Aqr On Momentum

Aqr On Momentum

Aqr On Momentum

Cliff Asness, Andrea Frazzini, Ronen State of Israel too Toby J. Moskowitz receive got a lovely SSRN paper "`Fact, Fiction too Momentum Investing."

The whole momentum literature is then huge, it's difficult to know where to amount up, too this is a non bad place, especially if you're didactics an MBA class.
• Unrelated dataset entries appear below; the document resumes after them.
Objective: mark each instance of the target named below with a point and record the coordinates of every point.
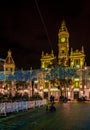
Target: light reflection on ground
(68, 116)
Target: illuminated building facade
(71, 59)
(47, 60)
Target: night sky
(29, 27)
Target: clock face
(63, 39)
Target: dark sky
(27, 29)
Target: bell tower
(63, 45)
(9, 65)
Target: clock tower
(63, 45)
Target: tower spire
(63, 26)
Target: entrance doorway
(76, 95)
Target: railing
(19, 106)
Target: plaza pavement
(68, 116)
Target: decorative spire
(63, 26)
(82, 49)
(42, 53)
(9, 53)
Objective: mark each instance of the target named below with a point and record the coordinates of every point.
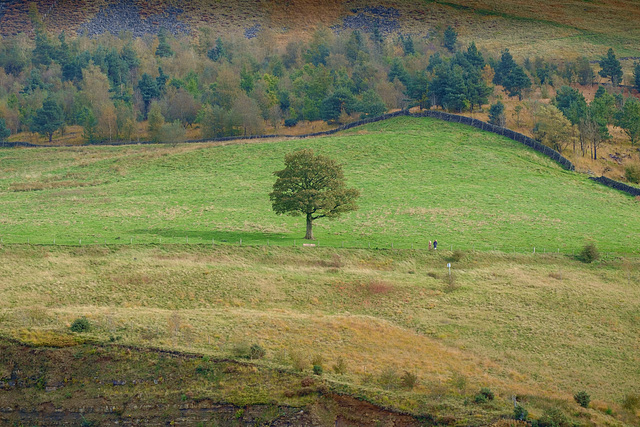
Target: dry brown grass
(371, 318)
Since they're manifestly a chip conflicted (momentum + value is i of AQR's centre strategies), their emphasis on the elementary facts, which yous (or your students) tin post away replicate from Ken French's databse, is great.

Some "Myths,"

Myth #1: Momentum returns are likewise “small too sporadic”. Like whatever factor, it's non an aribtrage opportunity.
The render premium is evident inwards 212 years (yes, this is non a typo, 2 hundred too twelve years of information from 1801 to 2012) of U.S. of A. equity data

So, to amount up, who yous calling pocket-sized too sporadic?
Influenza A virus subtype H5N1 writing mode to a greater extent than bold than my own.
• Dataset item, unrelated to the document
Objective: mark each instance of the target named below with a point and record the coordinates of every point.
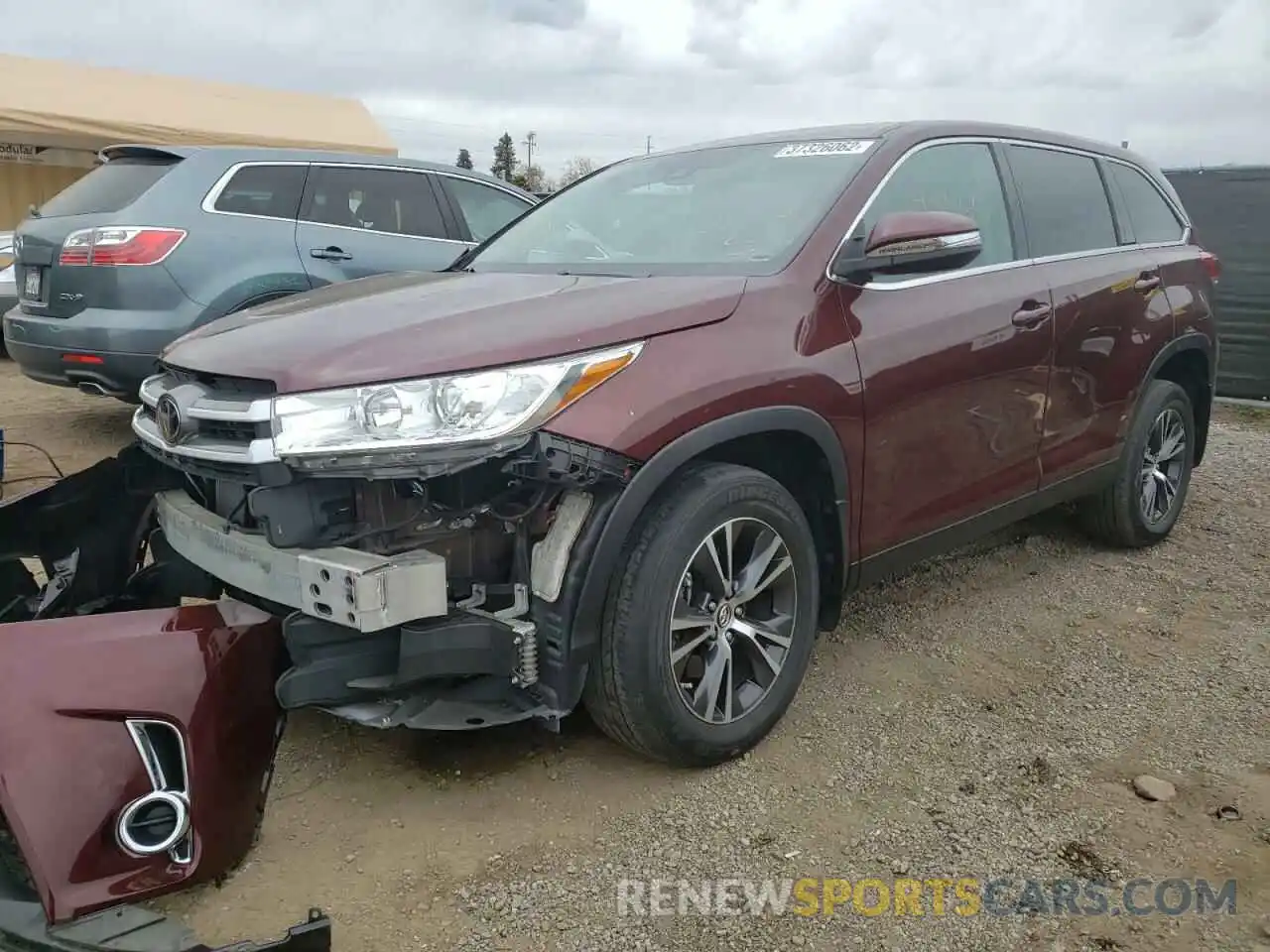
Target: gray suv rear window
(108, 188)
Myth #2: Momentum cannot live captured yesteryear long-only investors equally “momentum tin post away only
live exploited on the brusk side.

(evidence that the long side industrial plant equally well)

Myth #3: Momentum is much stronger with pocket-sized cap stocks than large caps.
Putting it starkly: in-sample, out-of-sample, calculated inwards Greenwich Connecticut, Chicago, Boston, Palo Alto, Santa Monica, Austin, or inwards the library with a candlestick, wherever or withal yous desire to look, along whatever dimension, those who brand the claim that momentum fails for large caps, spell beingness supporters of value investing, are non merely mistaken, they receive got it backwards.
Myth #4: Momentum does non survive, or is seriously express by, trading costs.
Frazzini, Israel,and Moskowitz (2013), “FIM”, which uses trades from a large institutional investor [hmm, I wonder who that could be] over a long menses of time. . Their decision is that per dollar trading costs for momentum are quite low... 
... Trading patiently (by breaking orders upwards into pocket-sized sizes too setting boundary social club prices that provide, non demand, liquidity) too allowing around tracking error to a theoretical mode portfolio tin post away significantly trim back trading costs... 
Where did this myth come upwards from? ... First, the studies that discovery much larger trading costs produce then because they guess costs for the average investor...which plough out to live virtually 10 times larger than the costs of a large institutional manager,...Second,...these other studies attempt portfolios that produce non consider  transactions costs inwards their design, which tin post away significantly trim back turnover too hence trading costs further. 
This actually is the DFA sales pitch. Momentum, a elementary strategy may work. But if you endeavor to produce it, you'll teach swamped yesteryear trading costs.


Myth #5: Momentum does non function for a taxable investor.

too then on.

This isn't a 100 per centum endorsement. I've seen other cuts of the information that propose other results, especially Fama too French's finding that momentum didn't be 1926-1963, the large left tail of the fiscal crisis, the query whether it's lastly beingness arbitraged away, too Fama too French's prove that it's weaker inwards large stocks, though non absent. I postulate to reconcile all the evidence, too it's soundless a huge projection that I've set off for around other day.

Also, momentum is either large or pocket-sized depending on how yous expect at it. Suppose returns receive got a 0.1 autocorrelation, too thus a 0.01 R2 inwards R_t+1 = a + b R_t + error_t+1. The locomote yesteryear 1/10 of stocks inwards the previous twelvemonth went upwards virtually 50%. The bottom 10% of stocks inwards the previous twelvemonth went downwards virtually 50%. So, a 100% previous twelvemonth render spread, too a 0.01 R2 implies a 10% render spread side yesteryear side twelvemonth -- virtually what nosotros meet inwards the 1-10 momentum portfolios. You mightiness tell that a 0.01 R2 is a tiny chip of forecastability. You mightiness tell that a 10% render spread is a huge phenomenon. They are the same.

But if yous desire i non bad newspaper to read too assign your students virtually momentum, this is it.